After all, significant progress had been made – China vowed to stop intellectual property theft, and the Trump administration was preparing to reduce tariffs even further.
But that all changed on Sunday evening, when the President published the following message via two consecutive tweets:
“For 10 months, China has been paying Tariffs to the USA of 25% on 50 Billion Dollars of High Tech, and 10% on 200 Billion Dollars of other goods. These payments are partially responsible for our great economic results. The 10% will go up to 25% on Friday.
325 Billions Dollars of additional goods sent to us by China remain untaxed, but will be shortly, at a rate of 25%. The Tariffs paid to the USA have had little impact on product cost, mostly borne by China. The Trade Deal with China continues, but too slowly, as they attempt to renegotiate. No!”
By announcing a scheduled tariff hike to 25% on $325 billion of Chinese goods, Trump single-handedly dealt a hammer-blow into the side of the otherwise stable global markets.
Better-than-expected GDP growth out of the United States, coupled with a reinvigorated European Union had investors brimming with newfound confidence.
The global slowdown had been staved off, and better yet, the Fed looked likely to drop interest rates even further to bring inflation back to a “healthy level”.
It was a “perfect storm” of good news, that could’ve led to a potentially massive equity rally – complete with the setting of new all-time-highs across the major indexes.
Now, though, investors are reeling – terrified that another tariff hike would take us right back to square one, effectively rebooting the trade war.

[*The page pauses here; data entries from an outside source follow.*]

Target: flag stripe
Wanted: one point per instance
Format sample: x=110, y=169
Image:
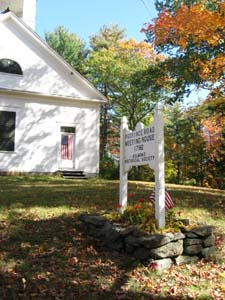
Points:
x=168, y=200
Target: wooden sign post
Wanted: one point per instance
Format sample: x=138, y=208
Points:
x=144, y=146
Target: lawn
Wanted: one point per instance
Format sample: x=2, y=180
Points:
x=44, y=255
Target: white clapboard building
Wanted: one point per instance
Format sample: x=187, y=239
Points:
x=49, y=113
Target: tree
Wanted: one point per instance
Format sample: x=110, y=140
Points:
x=186, y=155
x=69, y=46
x=108, y=36
x=192, y=33
x=123, y=69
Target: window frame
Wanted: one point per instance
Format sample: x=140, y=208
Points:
x=17, y=66
x=9, y=148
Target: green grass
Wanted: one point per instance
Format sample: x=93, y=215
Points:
x=43, y=255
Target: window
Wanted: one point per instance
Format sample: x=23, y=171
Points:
x=7, y=130
x=10, y=66
x=66, y=129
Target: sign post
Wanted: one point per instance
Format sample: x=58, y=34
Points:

But surprisingly, even in the face of a tariff threat, many analysts have a different outlook. Instead of buying-in to the “gloom and doom”, Wall Street firms are trying to calm everyone’s nerves.
Take UBS’s team of strategists for example, who see the tweets as nothing more than a bargaining chip:
“The timing of the threat suggests it is a tactic designed to increase leverage going into final trade negotiations.”
Citigroup had a similar opinion, arguing that “unless China walks away from the talks (which is not necessarily the same as Vice Premier Liu canceling his trip but rather having no talks at all), we do not expect an escalation of trade tensions into a trade war.”
Raymond James analyst Ed Mills, on the other hand, wasn’t ready to dismiss this as another Trump smokescreen.
“Based upon our conversations with our trade contacts, there appears to be a universal belief that this is not negotiating leverage, but what was almost a done deal last week, has derailed in recent days,” he wrote in a note to clients.
Goldman Sachs analysts believe that “the odds of tariffs increasing on Friday are 40%,” – a convenient prediction that will leave them looking wise to laymen regardless of the outcome.
If Trump really does raise tariffs on Chinese goods, then this will likely be the catalyst that kicks off the next correction. Investors have been waiting for it for months now, growing increasingly nervous as the American indexes scrape their all-time-highs.
It’s been a historic run since Christmas of 2018, and if this is how it ends, then so be it. Bulls have already pocketed a tidy sum, and over the next few weeks, plenty of opportunistic traders could catch bountiful gains during a market deflation.
That’s not to say that equities will finish out the year at a loss, though. As it stands, the economy simply looks too strong for that to happen, and corporate earnings have been far better than expected as a whole.
A tariff increase on Friday would be a road bump, albeit a significant one, but not fatal to the continued bull market.
And if Trump decides to wave-off the tariffs? Look out, because the market could “pop-off” in an absolute eruption of goodwill from investors, blowing past the highs of 2018 by a wide margin.